L’autre point fort de ce spectacle, c’est le jeu de Jos Houben. Seul en scène, avec pour seuls accessoires utiles à la démonstration une table, deux chaises, une bouteille d’eau, un torchon, une chaussure et un chapeau, il est d’un naturel déconcertant. Il joue comme il respire, il passe sans aucune transition du discours théorique à la mise en situation corporelle. Démonstration époustouflante avec la figure de l’alcoolique. Tituber, ce n’est pas, comme nombre de comédiens nous le montrent, marcher de travers et perdre l’équilibre, c’est précisément tout faire pour le garder, cet équilibre ; maintenir sa verticalité et donc sa dignité. On pourrait multiplier les exemples tant ils sont merveilleusement observés et interprétés. Mais, par écrit, cela n’aurait guère de sens. Seul le corps en scène - le bassin (le lieu des rires gras), l’abdomen (le moi) et la tête ("le cerveau") - peut concrètement nous faire entendre cette réflexion si sérieuse et pourtant désopilante.
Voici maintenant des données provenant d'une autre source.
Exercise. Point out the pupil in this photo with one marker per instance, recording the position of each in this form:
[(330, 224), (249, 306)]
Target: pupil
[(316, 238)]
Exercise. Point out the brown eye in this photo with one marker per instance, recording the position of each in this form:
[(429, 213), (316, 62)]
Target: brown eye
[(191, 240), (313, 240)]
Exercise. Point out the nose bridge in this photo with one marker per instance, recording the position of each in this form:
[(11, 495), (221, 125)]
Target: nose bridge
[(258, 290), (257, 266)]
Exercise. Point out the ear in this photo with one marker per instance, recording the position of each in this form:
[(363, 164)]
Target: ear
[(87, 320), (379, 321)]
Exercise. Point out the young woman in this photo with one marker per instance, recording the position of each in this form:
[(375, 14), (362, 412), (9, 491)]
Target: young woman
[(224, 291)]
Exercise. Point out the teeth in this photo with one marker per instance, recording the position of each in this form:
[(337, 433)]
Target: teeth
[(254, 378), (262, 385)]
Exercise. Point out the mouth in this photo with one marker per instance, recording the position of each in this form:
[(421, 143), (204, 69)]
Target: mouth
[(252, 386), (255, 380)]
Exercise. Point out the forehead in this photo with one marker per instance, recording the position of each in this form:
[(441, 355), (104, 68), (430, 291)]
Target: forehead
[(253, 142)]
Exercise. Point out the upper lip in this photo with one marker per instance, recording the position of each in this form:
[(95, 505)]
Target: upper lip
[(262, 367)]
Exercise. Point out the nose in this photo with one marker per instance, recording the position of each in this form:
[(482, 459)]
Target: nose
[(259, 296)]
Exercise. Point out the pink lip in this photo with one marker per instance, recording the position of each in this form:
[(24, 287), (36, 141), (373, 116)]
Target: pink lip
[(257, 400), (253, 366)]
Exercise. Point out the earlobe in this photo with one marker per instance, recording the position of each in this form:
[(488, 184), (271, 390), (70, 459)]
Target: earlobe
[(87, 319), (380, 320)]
Mis en confiance, le spectateur que nous sommes finit par accepter d’abandonner un peu de sa dignité pour se plier en deux de rire. Et on finit par rire de n’importe quoi : de l’imitation du camembert ou d’une galerie de portraits d’animaux (la poule, la vache, le poisson) qui visitent une expo d’art contemporain !
C’est donc à une sorte de leçon de choses à laquelle nous assistons. C’est brillant tant d’un point du vue du discours que de la perfection du jeu. On ressort détendu, un peu plus intelligent et mû d’une volonté nouvelle d’observation de ses congénères.